Les auteurs suggèrent également que le développement de ce type de technologie et la mise en place de programmes pour promouvoir la participation active et l'autodétermination des personnes présentant un polyhandicap soient une priorité tant dans les services d'éducation que ceux de réadaptation (Cheslock et al., 2008; Lancioni et al., 2007a; 2009b). Les technologies représentent un moyen efficace pour améliorer les conditions de ces personnes en augmentant notamment les possibilités d’interaction avec l’entourage, l’expression de préférences, l’amélioration de la posture, etc. (Lancioni et al., 2011a, 2011b, 2013b). En ce sens, les intervenants et les proches doivent être soutenus puisqu’ils représentent des acteurs importants à la généralisation de telles interventions (Lancioni et al., 2010a). Selon Lancioni et al. (2010a), l’accessibilité de la technologie dans tous les environnements (domicile et milieu scolaire) ainsi que le nombre de sessions d’intervention réalisées influenceront la réussite de la mise en place des interventions technologiques. Il serait d’ailleurs intéressant de réaliser des études qualitatives auprès des intervenants et des proches concernant l’usage de ces technologies afin de documenter leur niveau de satisfaction et d’obtenir leur point de vue sur les besoins de développement (Lancioni et al., 2013c).
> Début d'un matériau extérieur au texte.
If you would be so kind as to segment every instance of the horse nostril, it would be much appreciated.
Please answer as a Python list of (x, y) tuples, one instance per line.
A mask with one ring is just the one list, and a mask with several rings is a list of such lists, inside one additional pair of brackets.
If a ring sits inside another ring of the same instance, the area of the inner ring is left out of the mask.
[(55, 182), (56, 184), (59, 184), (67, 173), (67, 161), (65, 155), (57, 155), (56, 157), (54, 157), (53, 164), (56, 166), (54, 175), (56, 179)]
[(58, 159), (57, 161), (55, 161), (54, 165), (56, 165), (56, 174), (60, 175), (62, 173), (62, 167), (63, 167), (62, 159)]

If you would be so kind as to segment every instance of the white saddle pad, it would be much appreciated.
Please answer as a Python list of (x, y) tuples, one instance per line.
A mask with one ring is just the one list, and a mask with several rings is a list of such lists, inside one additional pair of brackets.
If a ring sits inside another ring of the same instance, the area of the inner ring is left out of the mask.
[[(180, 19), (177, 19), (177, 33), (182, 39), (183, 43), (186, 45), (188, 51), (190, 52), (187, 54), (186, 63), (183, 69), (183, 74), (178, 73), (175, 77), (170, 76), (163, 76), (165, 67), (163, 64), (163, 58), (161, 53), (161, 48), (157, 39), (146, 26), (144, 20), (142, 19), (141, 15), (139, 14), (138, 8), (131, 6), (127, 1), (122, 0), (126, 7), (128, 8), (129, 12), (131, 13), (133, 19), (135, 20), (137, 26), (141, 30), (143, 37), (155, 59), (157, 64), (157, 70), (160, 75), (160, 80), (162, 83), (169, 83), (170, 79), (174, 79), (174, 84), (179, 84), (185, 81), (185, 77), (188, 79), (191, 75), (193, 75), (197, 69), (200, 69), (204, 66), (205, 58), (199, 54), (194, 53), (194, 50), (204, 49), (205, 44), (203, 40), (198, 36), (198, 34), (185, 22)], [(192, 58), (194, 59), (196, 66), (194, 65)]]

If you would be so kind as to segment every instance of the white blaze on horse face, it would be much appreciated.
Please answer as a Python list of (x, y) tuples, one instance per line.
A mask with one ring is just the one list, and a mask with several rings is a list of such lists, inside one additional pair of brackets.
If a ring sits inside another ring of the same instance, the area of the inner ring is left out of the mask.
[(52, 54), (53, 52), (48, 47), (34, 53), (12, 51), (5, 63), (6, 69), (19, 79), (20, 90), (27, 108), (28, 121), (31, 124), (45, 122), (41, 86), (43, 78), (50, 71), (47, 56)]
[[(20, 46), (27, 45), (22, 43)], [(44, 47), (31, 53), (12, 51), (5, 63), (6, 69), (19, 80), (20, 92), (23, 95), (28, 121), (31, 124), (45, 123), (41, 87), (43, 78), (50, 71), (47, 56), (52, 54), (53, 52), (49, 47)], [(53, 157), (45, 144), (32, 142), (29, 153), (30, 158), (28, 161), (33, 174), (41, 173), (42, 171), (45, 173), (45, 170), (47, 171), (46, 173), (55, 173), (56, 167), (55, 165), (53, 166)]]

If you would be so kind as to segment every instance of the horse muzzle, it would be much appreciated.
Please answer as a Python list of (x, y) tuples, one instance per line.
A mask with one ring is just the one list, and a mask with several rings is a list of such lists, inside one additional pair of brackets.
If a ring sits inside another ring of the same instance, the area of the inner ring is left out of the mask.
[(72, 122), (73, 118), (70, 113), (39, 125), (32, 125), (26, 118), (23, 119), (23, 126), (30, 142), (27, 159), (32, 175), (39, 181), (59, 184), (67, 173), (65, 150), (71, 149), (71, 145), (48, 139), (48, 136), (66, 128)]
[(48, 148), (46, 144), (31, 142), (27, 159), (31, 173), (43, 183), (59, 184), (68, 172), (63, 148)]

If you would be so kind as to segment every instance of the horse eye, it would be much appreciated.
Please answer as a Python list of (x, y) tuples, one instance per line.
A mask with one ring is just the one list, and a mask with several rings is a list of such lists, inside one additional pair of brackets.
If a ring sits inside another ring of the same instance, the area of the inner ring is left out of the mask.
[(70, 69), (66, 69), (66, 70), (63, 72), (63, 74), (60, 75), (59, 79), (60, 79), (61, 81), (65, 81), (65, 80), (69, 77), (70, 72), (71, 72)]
Enfin, il est important que d’autres études soient réalisées en vue de reproduire les conclusions auprès de plus de participants, de lieux et, principalement, d’équipes de recherche afin d’assurer la validité des résultats obtenus et permettre une éventuelle généralisation. En effet, actuellement peu d’études ont été réalisées auprès des personnes présentant un polyhandicap. Puisque le fait que plusieurs études recensées soient des extensions d’études précédemment réalisées (Lancioni et al., 2007b; 2009a; 2009b; 2011a; 2011c; 2012a; 2013d; 2014d; 2014e; Tota et al., 2006), les résultats doivent être interprétés avec prudence (Lancioni et al., 2013c; Shih et al., 2011).